Os automobilistas nacionais desde sempre foram encarados como um fonte de receitas muito importante para o Estado, por outro lado tendo em conta que Portugal não é uma grande nação produtora de automóveis, tal levou a uma grande incidência de impostos, sobre os automóveis e combustíveis.


Desde a entrada de Portugal na então denominada C.E.E., que alguns de nós esperaram que eventualmente deixassem de existir obstáculos à importação de veículos de outros estados membros. Ora rapidamente se desfizeram as ilusões, pois que o apetite voraz do estado não iria abdicar de quaisquer receitas, pelo que a carga fiscal sobre os automóveis não se aliviou.

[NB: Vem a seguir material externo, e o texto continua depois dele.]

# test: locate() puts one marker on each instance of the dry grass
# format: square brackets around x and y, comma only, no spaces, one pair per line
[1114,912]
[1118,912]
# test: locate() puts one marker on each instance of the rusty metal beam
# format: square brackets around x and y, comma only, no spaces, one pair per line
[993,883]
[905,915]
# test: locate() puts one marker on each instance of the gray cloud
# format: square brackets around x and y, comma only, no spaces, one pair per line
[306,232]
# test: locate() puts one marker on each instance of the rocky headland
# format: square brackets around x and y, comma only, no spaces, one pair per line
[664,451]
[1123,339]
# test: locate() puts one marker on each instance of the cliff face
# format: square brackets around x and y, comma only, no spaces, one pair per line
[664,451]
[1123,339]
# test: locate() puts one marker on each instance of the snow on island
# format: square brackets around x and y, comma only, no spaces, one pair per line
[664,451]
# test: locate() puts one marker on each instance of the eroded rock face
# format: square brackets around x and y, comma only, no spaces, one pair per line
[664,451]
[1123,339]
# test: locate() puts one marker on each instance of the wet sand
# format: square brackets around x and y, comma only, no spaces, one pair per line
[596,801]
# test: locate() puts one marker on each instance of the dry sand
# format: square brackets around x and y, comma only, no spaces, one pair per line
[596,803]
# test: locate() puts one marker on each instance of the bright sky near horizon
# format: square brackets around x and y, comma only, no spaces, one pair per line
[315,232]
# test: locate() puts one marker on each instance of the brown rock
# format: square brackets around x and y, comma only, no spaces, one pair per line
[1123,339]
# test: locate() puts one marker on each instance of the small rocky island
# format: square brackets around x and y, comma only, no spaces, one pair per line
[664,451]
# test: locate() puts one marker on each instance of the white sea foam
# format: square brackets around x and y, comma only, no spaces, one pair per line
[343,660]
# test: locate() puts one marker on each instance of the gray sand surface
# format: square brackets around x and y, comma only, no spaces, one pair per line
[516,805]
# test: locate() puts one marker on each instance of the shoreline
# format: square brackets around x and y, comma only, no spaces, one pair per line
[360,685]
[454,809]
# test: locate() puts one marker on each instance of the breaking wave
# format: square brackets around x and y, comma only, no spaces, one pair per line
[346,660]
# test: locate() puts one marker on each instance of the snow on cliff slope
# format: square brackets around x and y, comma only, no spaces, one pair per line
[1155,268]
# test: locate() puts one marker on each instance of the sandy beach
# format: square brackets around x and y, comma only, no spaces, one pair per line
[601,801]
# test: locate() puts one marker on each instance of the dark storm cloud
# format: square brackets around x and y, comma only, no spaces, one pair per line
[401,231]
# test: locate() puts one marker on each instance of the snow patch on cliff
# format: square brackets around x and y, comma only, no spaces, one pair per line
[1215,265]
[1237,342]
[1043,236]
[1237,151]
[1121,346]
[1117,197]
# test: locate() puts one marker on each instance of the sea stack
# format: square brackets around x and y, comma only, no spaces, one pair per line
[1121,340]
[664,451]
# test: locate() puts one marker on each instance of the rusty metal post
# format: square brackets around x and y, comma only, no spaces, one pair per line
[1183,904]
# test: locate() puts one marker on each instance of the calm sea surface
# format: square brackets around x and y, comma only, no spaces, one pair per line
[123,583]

De facto os Portugueses, não têm por hábito reclamar e intentar acções contra o estado, especialmente em matéria de impostos sobre automóveis, cujos valores em causa nunca são muito elevados, ainda assim, alguns contribuintes não aceitaram a legislação implementada, e os pagamentos que lhes exigiram, requerendo a devolução dos mesmos, em acções por si intentadas nos tribunais fiscais, sempre com fundamento na violação do tratado da CEE, situações que depois de correrem o percurso dos tribunais nacionais, por via de recurso acabaram por serem analisadas no actual Tribunal de Justiça da União Europeia (TJUE), o qual na maior parte dos casos, (Ex.º : Acórdão Nunes Tadeu, Acórdão Gomes Valente) declarou que o imposto automóvel Português violava o Tratado da CEE, pelo que os tribunais nacionais emitiram sentenças, nesses casos, obrigando o Estado à devolução do valor pago de imposto automóvel a esses contribuintes.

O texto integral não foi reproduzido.